In the early days after my acceptance of Islam I adopted what I thought was a traditional sense of style. Which tradition you ask? Arab, African and Pakistani were among the many. But in the ten years since reverting, I have realized that there is no particular culture dictating proper modes of dress for Muslim women.
Chapter Al Ahzab states “O Prophet! Tell your wives and daughters and believing women that they should cast their outer garments over their persons…” The specific obligations of modest dress are generally interpreted to be the full covering of a woman’s hair and neck with an outer garment covering the rest of the body which is thick, opaque, wide and loose.
In Western Muslims and the Future of Islam, Tariq Ramadan notes that the principles of deen remain the same regardless of cultural influences and that “the concern should not be to dress as the Prophet dressed but to dress according to the principles (of decency, cleanliness, simplicity, aesthetics and modesty) that underlay his choice of clothes.”
With some consideration, just about any clothing style could fulfill the conditions of modest Islamic clothing.
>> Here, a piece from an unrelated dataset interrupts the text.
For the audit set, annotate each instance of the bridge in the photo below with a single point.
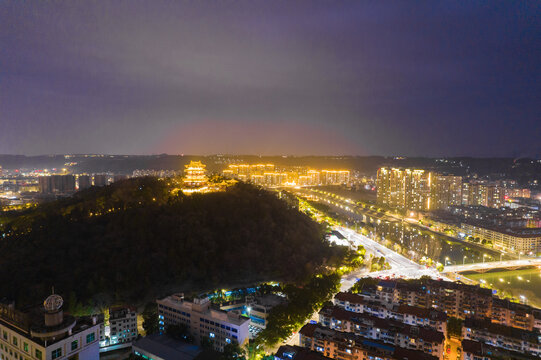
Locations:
(483, 267)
So why wear a foreigner’s clothes?
Some reverts may dress this way because they are yearning for the deep attachment and connections born Muslims have to the religion and to each other. By blending in with traditional Muslim ethnic groups, reverts may attempt to achieve a sense of this shared belonging.
Reverts also typically have a keen desire to fulfill the expectations of their new faith group as strictly as possible. Indeed, I was encouraged, even warned, that continuing to wear western clothing indicated a weakness in my deen and that I had to reject any attachment to the faith I was raised in.
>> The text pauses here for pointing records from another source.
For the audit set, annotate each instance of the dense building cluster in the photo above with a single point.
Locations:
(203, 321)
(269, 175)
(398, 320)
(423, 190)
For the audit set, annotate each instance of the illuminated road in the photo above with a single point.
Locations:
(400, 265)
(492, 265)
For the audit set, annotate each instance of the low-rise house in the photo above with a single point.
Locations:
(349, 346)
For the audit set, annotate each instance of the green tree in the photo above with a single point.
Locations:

Of course there is no Islamic basis for this ‘encouragement’. In fact dressing head to toe in a black niqab in the western world may not actually be modest, considering how much attention women dressed in this manner receive. We also have to be careful about the assumptions we make. For all we know, a Muslimah wearing western clothing may be very pious, while another sister may be having a party under her abaya.
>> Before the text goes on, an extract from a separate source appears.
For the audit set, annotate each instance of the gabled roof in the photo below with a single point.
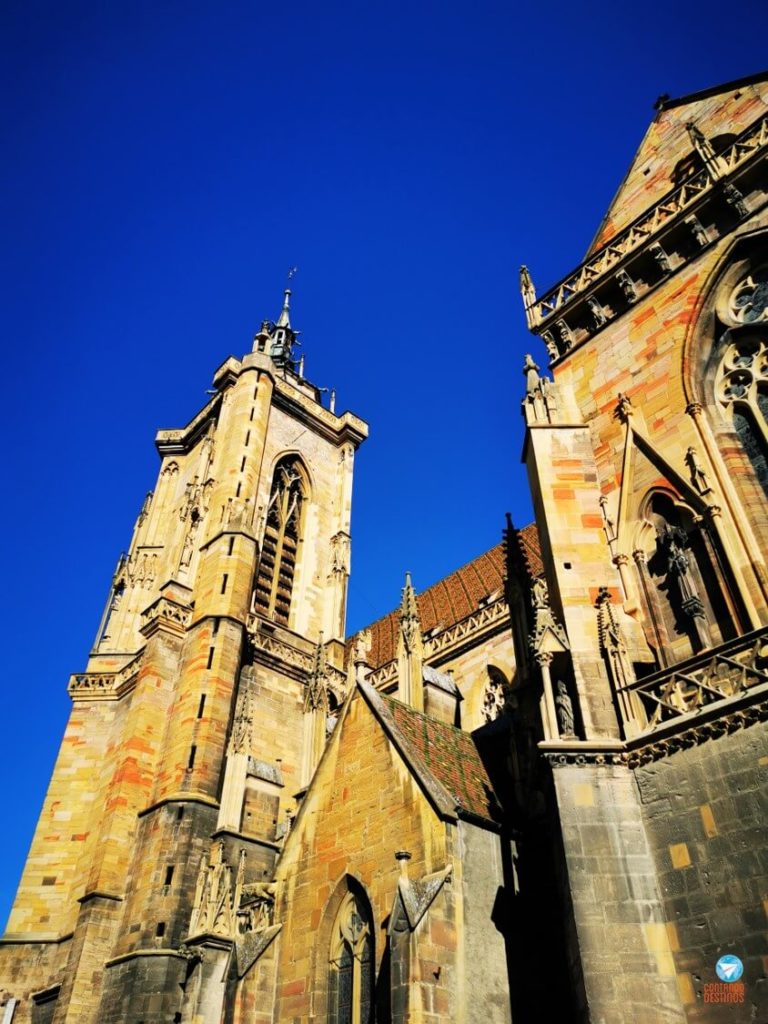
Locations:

In any event, this ‘encouragement’ seems to be born out of a fear of cultural loss. Immigrant parents see their children straddling between the world of ‘back home’ and their new environment and in many Muslim countries, religion and culture are one and the same. But as western immigrants, the blurring of the lines between culture and religion can create unnecessary religion-culture clashes.
While few people convert to Islam for the couture, western born Muslim children may resent going to the mosque if they have to wear “embarrassing” ethnic outfits. By taking the focus away from Islamic principles, we run the risk of pushing away both potential reverts and western born Muslim children. It is more important that our children adopt Islamic values, irrespective of the style of clothes they are wearing.
Eventually I discovered that there are many different ways to fulfill the obligation of modesty, and importantly, that submission to God is independent of fashion. Now that I have embraced my western self much more as of late, to the joy of my husband, I realize that being Muslim does not require me to deny my ‘westernness’. This is not to say that there is anything wrong with wearing the clothing of a particular culture, merely that I no longer believe it is a religious obligation.
Islam and western culture are not incompatible because Islam is a religion for all times, all people and all places. And as we build Muslim communities in the West, a continued opposition to all things western will not foster healthy integrated communities. While cultural attachments may be maintained, it is the principles and values of Islam which must be the priority. In our outreach and our outfits, we only need only to display those values proudly for them to endure.